|
Devenez chasseur de comètes, par Michel Festou, CNRS Conseils (II) Rolph Meier nous donne quelques conseils d'observation. Evitez l'amas de la Vierge, vous y passeriez trop de temps à constater que vous avez vu une galaxie de plus appartenant à cet amas. La Grande Ourse n'est guère meilleure. Il évite également l'horizon ouest : astucieusement il précise que l'objet douteux sera sous l'horizon avant que vous ne l'ayez identifié, ce qui est très décevant. Si cela est vrai pour une nébulosité faible, l'argument est moins valable quand son éclat augmente comme le prouve les découvertes de MM.Bradfield ou Ikeya. Comme Meier veut utiliser son instrument au maximum de ses possibilités, il ne cherche ni au crépuscule ni lorsque la Lune est présente. Bradfield se couche en général plus tôt que lui et se lève sans doute avant. Sauf peut-être après la Pleine Lune, car Meier ne veut pas manquer ces matins après lesquels chacun a été stoppé dans ses recherches depuis 15 jours. En moyenne, il trouve des objets suspects trois à quatre fois par séance. Ce nombre n'est faible que parce qu'il connaît très bien le ciel, que son instrument est bien réglé et qu'il a une bonne documentation. Quand il pense "tenir" une comète, l'heure qui suit est cruciale, tout comme pour Ikeya : il faut faire une mesure de position et une autre de mouvement apparent. Pour deux raisons : avant tout être capable de retrouver l'objet plus tard dans la nuit, et surtout la nuit suivante; ensuite il faut communiquer ses observations à d'autres observateurs. Imaginons qu'une comète soit découverte au Japon : elle peut-être suivie (confirmée) en Europe la même nuit, puis en Amérique du Nord. Quand Meier découvrit 1978 f, il ne perdit pas de temps à la photographier : il rentra chez lui aussi vite qu'il put... pour téléphoner à Brian G.Marsden, le responsable du Service des Télégrammes de l'UAI ! Tout le monde ne peut faire cela : M.Marsden reçoit des quantités de "fausses" observations, (toujours envoyées de bonne fois). peu d'amateurs sont "crédibles" et la machine des télégrammes ne se mettra pas en route immédiatement. Sauf si l'information provient d'un observatoire dans lequel se trouve un astronome qui aura pris la peine de vérifier vos assertions. ce n'est pas une garantie ultime, mais peu d'erreurs sont malgré tout commises avec cette méthode. Il faut donc être crédible auprès de l'observatoire le plus proche de votre domicile. Ce n'est pas une tâche facile...
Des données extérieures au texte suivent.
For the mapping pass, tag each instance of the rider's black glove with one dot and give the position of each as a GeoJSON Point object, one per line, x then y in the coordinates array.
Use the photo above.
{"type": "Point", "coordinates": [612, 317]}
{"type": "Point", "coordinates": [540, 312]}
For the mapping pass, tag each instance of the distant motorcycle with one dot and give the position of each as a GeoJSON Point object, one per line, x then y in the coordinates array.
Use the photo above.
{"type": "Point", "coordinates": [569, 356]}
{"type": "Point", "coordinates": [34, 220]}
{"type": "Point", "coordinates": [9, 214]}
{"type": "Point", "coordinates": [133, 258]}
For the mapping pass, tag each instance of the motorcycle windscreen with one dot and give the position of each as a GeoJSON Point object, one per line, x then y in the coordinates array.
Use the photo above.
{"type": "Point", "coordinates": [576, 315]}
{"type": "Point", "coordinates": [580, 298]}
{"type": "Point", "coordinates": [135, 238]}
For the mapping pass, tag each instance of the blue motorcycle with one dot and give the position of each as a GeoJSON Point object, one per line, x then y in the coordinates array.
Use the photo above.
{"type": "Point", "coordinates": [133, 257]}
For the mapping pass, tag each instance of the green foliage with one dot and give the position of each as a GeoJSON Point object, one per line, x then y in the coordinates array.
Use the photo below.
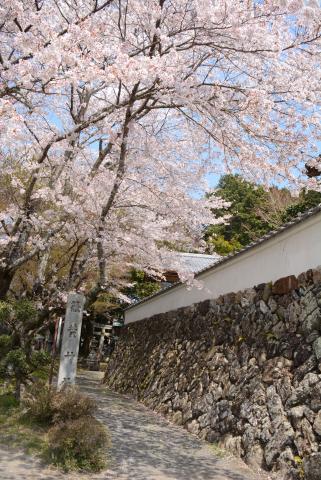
{"type": "Point", "coordinates": [76, 440]}
{"type": "Point", "coordinates": [25, 312]}
{"type": "Point", "coordinates": [17, 360]}
{"type": "Point", "coordinates": [8, 402]}
{"type": "Point", "coordinates": [16, 363]}
{"type": "Point", "coordinates": [142, 285]}
{"type": "Point", "coordinates": [307, 199]}
{"type": "Point", "coordinates": [245, 223]}
{"type": "Point", "coordinates": [70, 404]}
{"type": "Point", "coordinates": [224, 247]}
{"type": "Point", "coordinates": [5, 345]}
{"type": "Point", "coordinates": [46, 406]}
{"type": "Point", "coordinates": [78, 444]}
{"type": "Point", "coordinates": [6, 312]}
{"type": "Point", "coordinates": [38, 403]}
{"type": "Point", "coordinates": [253, 212]}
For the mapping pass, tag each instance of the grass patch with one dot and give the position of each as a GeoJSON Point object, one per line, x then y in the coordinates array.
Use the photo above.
{"type": "Point", "coordinates": [16, 428]}
{"type": "Point", "coordinates": [217, 450]}
{"type": "Point", "coordinates": [58, 427]}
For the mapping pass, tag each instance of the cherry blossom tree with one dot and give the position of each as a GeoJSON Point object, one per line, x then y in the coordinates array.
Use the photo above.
{"type": "Point", "coordinates": [112, 113]}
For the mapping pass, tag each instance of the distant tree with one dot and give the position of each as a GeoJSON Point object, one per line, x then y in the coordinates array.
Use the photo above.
{"type": "Point", "coordinates": [246, 223]}
{"type": "Point", "coordinates": [253, 211]}
{"type": "Point", "coordinates": [307, 199]}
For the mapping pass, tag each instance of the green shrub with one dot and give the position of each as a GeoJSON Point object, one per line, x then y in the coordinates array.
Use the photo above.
{"type": "Point", "coordinates": [79, 444]}
{"type": "Point", "coordinates": [38, 403]}
{"type": "Point", "coordinates": [46, 406]}
{"type": "Point", "coordinates": [8, 402]}
{"type": "Point", "coordinates": [70, 404]}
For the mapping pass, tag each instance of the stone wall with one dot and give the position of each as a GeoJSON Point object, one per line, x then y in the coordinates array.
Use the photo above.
{"type": "Point", "coordinates": [242, 370]}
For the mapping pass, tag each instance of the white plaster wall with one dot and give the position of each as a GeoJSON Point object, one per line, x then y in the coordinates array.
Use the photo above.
{"type": "Point", "coordinates": [289, 253]}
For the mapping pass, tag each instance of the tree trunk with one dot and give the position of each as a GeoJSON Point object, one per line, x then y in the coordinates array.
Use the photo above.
{"type": "Point", "coordinates": [5, 282]}
{"type": "Point", "coordinates": [17, 392]}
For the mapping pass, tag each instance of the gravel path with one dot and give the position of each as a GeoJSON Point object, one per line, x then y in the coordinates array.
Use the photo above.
{"type": "Point", "coordinates": [144, 447]}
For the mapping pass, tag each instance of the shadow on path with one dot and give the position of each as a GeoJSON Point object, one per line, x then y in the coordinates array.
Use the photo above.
{"type": "Point", "coordinates": [147, 447]}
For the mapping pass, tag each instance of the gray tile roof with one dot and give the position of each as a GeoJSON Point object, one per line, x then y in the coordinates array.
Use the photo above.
{"type": "Point", "coordinates": [195, 262]}
{"type": "Point", "coordinates": [300, 218]}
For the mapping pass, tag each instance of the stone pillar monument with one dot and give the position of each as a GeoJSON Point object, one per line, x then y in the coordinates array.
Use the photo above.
{"type": "Point", "coordinates": [70, 340]}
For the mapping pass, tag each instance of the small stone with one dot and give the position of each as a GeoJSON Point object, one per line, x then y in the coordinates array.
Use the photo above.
{"type": "Point", "coordinates": [317, 348]}
{"type": "Point", "coordinates": [263, 307]}
{"type": "Point", "coordinates": [297, 412]}
{"type": "Point", "coordinates": [193, 427]}
{"type": "Point", "coordinates": [178, 418]}
{"type": "Point", "coordinates": [267, 292]}
{"type": "Point", "coordinates": [312, 466]}
{"type": "Point", "coordinates": [272, 305]}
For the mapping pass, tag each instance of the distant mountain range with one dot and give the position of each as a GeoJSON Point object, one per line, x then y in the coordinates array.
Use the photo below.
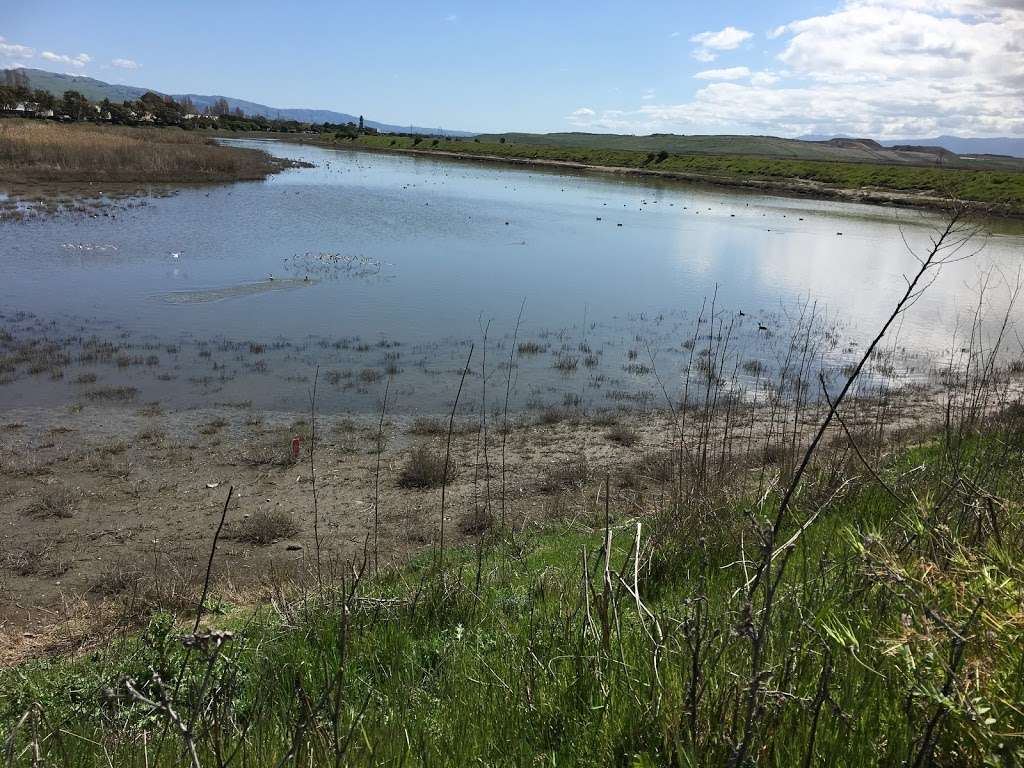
{"type": "Point", "coordinates": [97, 90]}
{"type": "Point", "coordinates": [958, 144]}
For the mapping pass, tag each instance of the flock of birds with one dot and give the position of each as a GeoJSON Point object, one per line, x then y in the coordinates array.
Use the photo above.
{"type": "Point", "coordinates": [87, 247]}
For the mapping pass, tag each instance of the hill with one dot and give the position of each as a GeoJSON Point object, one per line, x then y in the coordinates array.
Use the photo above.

Spécialiste des questions cométaires, Michel Festou a l'impression que la "méthode Meier" est extrêmement prometteuse et qu'elle mérite d'être employée plus largement. Les régions polaires par exemple ne sont pas assez observées, l'écliptique aussi devrait être fructueuse. C'est là, et l'auteur le confirme après un relevé des coordonnées de nombreuses comètes, à plus ou moins 10° que l'on trouve 95% des périodiques, lesquelles sont souvent autour des magnitudes 10 à 13 lorsqu'elles s'approchent de 1 UA. Passez donc plus de temps à regarder les élongations 60-150° et 210-300° du Soleil (comprenant les ascensions droites 4-12h et 14-22h). Les zones 300-60° étant trop proches du Soleil, alors que dans la zone 150-210° les comètes sont nécessairement à plus de 1 UA et donc plus faibles. Mais dans ce cas la difficulté réside dans le grand nombre d'astéroïdes qui peuvent tromper l'observateur. Mais est-il besoin de rappeler qu'un astéroïde n'a pas de chevelure ? Les optiques John Bortle qui fut rédacteur de la rubrique "Comet Digest" de "Sky & Telescope" entre 1977 et 1994 utilisait de préférence des jumelles 20 x 120 ou un télescope de 320 mm de diamètre. Et bien qu'il n'ai jamais découvert de comètes sa contribution aux mesures de magnitudes est inestimable (il réalisa notamment plus de 200000 observations d'étoiles variables pour le compte de l'AAVSO et inventa "l'échelle de Bortle" en 2001). Le premier facteur qu'il considère est la qualité du ciel : un site idéal devrait permettre de voir M33 à l'oeil nu lors d'une nuit sans Lune, lorsque la galaxie est haute sur l'horizon. De même la lumière zodiacale devrait être aisément aperçue au printemps et en automne. Mais avec l'intensification de la pollution lumineuse, de telles conditions d'observations deviennent très rares autour de la plupart des grandes villes et même à la campagne.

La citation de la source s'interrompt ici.